Should Tootfinder keep toots longer?
2023-04-15
Tootfinder is no running for two months, and it is running stable on a virtual private server. It has not become a mainstream application, but it has a stable user base. About 1100 users, 28 000 posts and 73 000 queries in the last 14 days which means about a query every 16 seconds. The code is stable, insofar no bugs were reported. The database is now 570 MB big.
But from time to time, users question the 14-day limit for the archive they consider too short.
Is there an option to let index all toots (and not just those in the past 14 days). I would really like to have all my public toots indexed. In case this is not implemented at the moment, maybe one could use magic words like "searchable*" to indicate that one wants all previous toots to be searchable.
Allerdings wirst du dann wahrscheinlich immer wieder mal mit der Frage konfrontiert werden, warum man keine älteren Beiträge finden kann.
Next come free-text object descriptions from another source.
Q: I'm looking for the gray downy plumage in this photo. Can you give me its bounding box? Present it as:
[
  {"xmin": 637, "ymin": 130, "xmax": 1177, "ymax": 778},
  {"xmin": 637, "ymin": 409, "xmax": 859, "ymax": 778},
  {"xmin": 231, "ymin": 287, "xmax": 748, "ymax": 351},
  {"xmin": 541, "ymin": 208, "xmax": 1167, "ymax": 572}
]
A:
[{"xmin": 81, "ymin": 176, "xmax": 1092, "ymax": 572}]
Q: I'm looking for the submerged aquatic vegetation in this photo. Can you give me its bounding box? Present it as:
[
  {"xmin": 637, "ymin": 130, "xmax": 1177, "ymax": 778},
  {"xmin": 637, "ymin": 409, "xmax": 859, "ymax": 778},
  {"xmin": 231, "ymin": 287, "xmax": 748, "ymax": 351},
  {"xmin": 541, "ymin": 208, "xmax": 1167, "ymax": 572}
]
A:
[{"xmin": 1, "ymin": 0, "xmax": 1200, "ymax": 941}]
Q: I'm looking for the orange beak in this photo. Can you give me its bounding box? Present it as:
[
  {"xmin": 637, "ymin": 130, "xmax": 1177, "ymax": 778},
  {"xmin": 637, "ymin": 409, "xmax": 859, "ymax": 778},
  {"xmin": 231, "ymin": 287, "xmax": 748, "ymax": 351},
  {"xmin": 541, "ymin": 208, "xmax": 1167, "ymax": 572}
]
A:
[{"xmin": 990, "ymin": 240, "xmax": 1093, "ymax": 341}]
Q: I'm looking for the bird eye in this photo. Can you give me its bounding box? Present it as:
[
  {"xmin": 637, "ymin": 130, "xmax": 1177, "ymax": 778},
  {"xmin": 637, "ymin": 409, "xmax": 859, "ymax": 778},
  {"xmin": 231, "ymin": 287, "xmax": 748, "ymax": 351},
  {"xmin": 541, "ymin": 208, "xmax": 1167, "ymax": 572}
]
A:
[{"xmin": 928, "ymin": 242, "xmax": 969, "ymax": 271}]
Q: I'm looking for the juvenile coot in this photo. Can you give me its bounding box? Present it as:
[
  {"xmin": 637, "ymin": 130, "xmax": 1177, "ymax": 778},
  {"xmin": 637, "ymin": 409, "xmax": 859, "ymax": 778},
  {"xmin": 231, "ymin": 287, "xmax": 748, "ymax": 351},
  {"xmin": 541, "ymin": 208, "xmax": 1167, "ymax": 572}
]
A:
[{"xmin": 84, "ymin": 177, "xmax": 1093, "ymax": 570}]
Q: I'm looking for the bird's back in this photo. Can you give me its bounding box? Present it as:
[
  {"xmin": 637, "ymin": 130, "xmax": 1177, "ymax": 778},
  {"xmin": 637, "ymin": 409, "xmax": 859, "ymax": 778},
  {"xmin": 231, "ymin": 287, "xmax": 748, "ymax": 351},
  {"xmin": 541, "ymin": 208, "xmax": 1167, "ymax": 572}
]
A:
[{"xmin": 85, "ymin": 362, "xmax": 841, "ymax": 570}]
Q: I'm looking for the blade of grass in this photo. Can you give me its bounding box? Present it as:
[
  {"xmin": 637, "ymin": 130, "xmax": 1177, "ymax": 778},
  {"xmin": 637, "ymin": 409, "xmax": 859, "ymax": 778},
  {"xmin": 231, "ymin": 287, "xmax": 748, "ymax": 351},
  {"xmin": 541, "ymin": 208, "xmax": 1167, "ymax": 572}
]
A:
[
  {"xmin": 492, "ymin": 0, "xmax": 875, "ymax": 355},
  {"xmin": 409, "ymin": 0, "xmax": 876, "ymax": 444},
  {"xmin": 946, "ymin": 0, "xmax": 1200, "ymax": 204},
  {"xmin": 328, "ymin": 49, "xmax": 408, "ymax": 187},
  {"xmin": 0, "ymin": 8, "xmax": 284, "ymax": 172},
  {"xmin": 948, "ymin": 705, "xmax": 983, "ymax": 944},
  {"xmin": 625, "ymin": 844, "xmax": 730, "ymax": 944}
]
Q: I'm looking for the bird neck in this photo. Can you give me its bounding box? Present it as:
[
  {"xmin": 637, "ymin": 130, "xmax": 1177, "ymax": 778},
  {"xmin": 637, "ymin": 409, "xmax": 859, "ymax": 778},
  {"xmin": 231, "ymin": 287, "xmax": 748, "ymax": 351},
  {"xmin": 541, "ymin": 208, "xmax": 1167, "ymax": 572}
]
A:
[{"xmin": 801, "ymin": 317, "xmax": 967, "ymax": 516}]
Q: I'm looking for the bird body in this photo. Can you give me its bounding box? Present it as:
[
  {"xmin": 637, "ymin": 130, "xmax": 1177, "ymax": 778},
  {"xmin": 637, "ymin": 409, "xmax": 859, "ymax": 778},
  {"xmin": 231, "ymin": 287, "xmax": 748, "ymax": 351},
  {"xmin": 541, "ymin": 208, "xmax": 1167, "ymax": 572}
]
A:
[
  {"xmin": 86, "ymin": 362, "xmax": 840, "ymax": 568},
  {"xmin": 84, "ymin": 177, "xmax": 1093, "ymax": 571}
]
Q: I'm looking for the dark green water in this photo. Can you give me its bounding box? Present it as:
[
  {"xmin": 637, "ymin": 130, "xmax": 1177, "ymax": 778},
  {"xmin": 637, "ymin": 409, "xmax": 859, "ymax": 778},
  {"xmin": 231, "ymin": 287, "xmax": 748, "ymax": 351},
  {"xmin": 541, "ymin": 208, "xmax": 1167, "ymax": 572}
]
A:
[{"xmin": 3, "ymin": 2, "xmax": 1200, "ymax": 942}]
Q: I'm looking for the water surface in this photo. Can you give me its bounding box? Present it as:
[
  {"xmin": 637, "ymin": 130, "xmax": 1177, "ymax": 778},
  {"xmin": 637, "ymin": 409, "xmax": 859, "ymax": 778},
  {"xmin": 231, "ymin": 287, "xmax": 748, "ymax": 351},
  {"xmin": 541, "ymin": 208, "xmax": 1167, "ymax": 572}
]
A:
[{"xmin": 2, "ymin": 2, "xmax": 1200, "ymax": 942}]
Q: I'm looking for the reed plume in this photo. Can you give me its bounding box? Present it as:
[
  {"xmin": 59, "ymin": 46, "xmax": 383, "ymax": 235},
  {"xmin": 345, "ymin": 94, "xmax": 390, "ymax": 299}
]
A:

Die Leute sind halt von Suchmaschinen gewöhnt, dass diese das widerspiegeln, was öffentlich zugänglich ist - egal von wann, und dass im Index nur gelöscht wird, was beim Crawlen nicht mehr auffindbar ist, also vom User oder aus anderen Gründen gelöscht wurde.
Unfortunately, you can only search the last 14 days of posts.
The design decision of Tootfinder was always to make a temporary archive for three reasons: privacy concerns grows when toots are kept forever in public access, toots may also become incomplete over time if the linked images (we do not save them) and URLs do not work, and the resources of the server would be a concern if the database grows eternally.
But there is a middle ground. If, in fact, the current 14-day limit is essentially aimed to recent tweets, we could extend the limit to, say, 1 month or 3 months.
The advantage of extending the limit would be a richer library of toots. It would also allow searching for your own toots you remember having written them recently, but don't know the exact wording to search for.
There are also challenging, besides growing the database by the size of 2 or 6. Images of toots may have been only cached and not available anymore. Toots may have been deleted or modified.
To explain technically: Tootfinder will not have the resources to crawl periodically the timeline of all users. Via the different APIs (Mastodon, ActivityPub and RSS) it gets only the newest 20-40 toots, depending on the API. So if you edit or delete a toot you just have made, Tootfinder will handle it. However, if the toot is older, this will not be detected in scroll. I believe checking on the newest toots is the practical use case, because you probably want to do it immediately after publishing if you want to change or delete a toot, either because you are aware of it or you get some reaction from another user. If one of you consider that older toots should be regularly checked, then the crawler should be extended and temporarily move down the timeline of all users, and this takes more resources for 1 month or 3 months than for 14 days.
I will start a poll now if you want to extend the period. If there is a majority for 1 or 3 months, I can extend the period.